The IMAGE_BASE_RELOCATION structure, which is roughly the foundation of our journey to fixing up the binary, is a bit odd looking, to say the least:
typedef struct _IMAGE_BASE_RELOCATION {
DWORD VirtualAddress;
DWORD SizeOfBlock;
// WORD TypeOffset[1];
} IMAGE_BASE_RELOCATION;
The relocation section, which we can reach by utilizing the IMAGE_DIRECTORY_ENTRY_BASERELOC entry of the DataDirectory table (in the IMAGE_OPTIONAL_HEADER), ends up simply being a table of these values. We can start our "relocations" method by finding our way there:
static LoaderStatus relocate_image(unsigned char* image_base,
uint32_t size,
const IMAGE_NT_HEADERS* nt)
{
LoaderStatus status = LoaderSuccess;
// Get the entry for relocations
const IMAGE_DATA_DIRECTORY* data_dir =
&nt->OptionalHeader.DataDirectory[IMAGE_DIRECTORY_ENTRY_BASERELOC];
// Use the DATA_DIRECTORY rva to get the actual section location
const IMAGE_BASE_RELOCATION* relocs = (const IMAGE_BASE_RELOCATION*)(
image_base + data_dir->VirtualAddress);
// This will be the total size of our relocation block.
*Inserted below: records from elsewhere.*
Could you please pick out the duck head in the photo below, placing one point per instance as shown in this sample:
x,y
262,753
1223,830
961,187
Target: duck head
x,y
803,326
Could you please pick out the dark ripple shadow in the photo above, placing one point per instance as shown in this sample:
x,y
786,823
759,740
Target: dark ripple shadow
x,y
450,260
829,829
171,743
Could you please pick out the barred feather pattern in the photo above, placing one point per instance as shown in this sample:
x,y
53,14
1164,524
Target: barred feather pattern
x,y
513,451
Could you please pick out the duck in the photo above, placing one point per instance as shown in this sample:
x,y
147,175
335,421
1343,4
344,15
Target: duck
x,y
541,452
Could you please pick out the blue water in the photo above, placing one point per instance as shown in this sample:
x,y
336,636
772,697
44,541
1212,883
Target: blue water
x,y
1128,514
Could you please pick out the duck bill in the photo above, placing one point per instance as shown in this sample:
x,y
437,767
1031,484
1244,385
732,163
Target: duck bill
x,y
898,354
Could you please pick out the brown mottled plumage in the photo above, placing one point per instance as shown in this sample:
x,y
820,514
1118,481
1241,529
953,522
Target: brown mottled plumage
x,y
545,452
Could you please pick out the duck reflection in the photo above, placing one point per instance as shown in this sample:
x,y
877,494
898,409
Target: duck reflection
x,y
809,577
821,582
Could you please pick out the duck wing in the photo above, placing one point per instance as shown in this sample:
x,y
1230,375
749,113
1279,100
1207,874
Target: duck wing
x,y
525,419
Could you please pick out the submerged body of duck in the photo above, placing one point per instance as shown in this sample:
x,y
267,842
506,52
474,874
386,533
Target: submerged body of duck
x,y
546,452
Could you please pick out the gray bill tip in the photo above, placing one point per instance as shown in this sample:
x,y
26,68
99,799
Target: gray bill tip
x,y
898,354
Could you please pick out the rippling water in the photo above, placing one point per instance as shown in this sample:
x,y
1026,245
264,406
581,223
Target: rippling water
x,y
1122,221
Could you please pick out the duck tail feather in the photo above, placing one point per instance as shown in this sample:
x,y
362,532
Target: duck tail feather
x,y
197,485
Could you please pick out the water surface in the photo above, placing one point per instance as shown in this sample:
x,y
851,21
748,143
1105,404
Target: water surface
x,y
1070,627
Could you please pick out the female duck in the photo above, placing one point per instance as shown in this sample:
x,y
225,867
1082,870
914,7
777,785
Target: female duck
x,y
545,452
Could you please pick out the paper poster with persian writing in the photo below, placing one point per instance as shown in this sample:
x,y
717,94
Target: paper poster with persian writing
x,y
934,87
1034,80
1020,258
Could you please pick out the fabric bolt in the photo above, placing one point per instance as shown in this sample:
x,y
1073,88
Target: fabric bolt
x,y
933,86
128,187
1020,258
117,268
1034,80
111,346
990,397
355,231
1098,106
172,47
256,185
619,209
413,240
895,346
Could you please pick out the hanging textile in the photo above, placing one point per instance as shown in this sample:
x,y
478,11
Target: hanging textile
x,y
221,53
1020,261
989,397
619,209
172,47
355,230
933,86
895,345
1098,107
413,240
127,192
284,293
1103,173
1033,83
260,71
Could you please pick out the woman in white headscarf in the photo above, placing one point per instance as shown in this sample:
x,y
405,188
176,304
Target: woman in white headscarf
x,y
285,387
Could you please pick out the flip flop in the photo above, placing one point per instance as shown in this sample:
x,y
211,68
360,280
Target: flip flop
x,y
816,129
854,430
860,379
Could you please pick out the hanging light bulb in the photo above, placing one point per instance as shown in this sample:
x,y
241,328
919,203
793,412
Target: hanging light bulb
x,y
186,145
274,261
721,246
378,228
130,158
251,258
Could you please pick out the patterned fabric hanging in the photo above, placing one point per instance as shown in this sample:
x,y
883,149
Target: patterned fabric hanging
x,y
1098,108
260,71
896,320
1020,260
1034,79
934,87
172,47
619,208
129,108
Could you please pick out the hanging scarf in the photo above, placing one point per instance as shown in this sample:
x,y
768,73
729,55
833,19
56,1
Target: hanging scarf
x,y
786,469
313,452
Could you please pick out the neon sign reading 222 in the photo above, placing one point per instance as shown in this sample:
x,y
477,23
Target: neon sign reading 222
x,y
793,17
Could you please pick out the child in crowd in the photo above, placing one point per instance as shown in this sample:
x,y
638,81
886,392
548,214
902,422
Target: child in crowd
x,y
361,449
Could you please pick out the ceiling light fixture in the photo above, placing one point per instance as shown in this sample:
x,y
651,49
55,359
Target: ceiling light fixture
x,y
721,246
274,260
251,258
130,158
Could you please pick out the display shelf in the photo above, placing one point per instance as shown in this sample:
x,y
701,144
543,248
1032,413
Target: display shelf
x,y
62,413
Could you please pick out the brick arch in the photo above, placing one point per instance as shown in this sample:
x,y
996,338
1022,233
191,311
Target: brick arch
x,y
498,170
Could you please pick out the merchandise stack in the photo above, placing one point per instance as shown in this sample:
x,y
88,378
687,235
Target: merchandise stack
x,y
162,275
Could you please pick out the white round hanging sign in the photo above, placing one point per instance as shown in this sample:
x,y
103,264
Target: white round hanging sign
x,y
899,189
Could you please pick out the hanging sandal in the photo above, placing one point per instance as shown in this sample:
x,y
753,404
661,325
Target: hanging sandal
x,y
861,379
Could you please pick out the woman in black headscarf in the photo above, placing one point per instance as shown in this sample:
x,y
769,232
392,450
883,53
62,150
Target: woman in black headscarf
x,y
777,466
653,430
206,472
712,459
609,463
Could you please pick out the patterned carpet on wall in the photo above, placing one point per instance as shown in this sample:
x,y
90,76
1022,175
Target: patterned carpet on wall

uint32_t total_size = data_dir->Size;
// How much we have to modify the relocation by
uintptr_t delta = ((uintptr_t)image_base) - nt->OptionalHeader.ImageBase;
// TODO: Implement
return status;
}
At this point, we are at the start of our "relocations" section in the binary, which turns out to simply be a big table of relocation blocks. Each one is topped by a header (the IMAGE_BASE_RELOCATION structure from earlier), followed by a big table of 16 bit entries containing the offset (from the virtual address in the header), and some information about how to apply the relocation.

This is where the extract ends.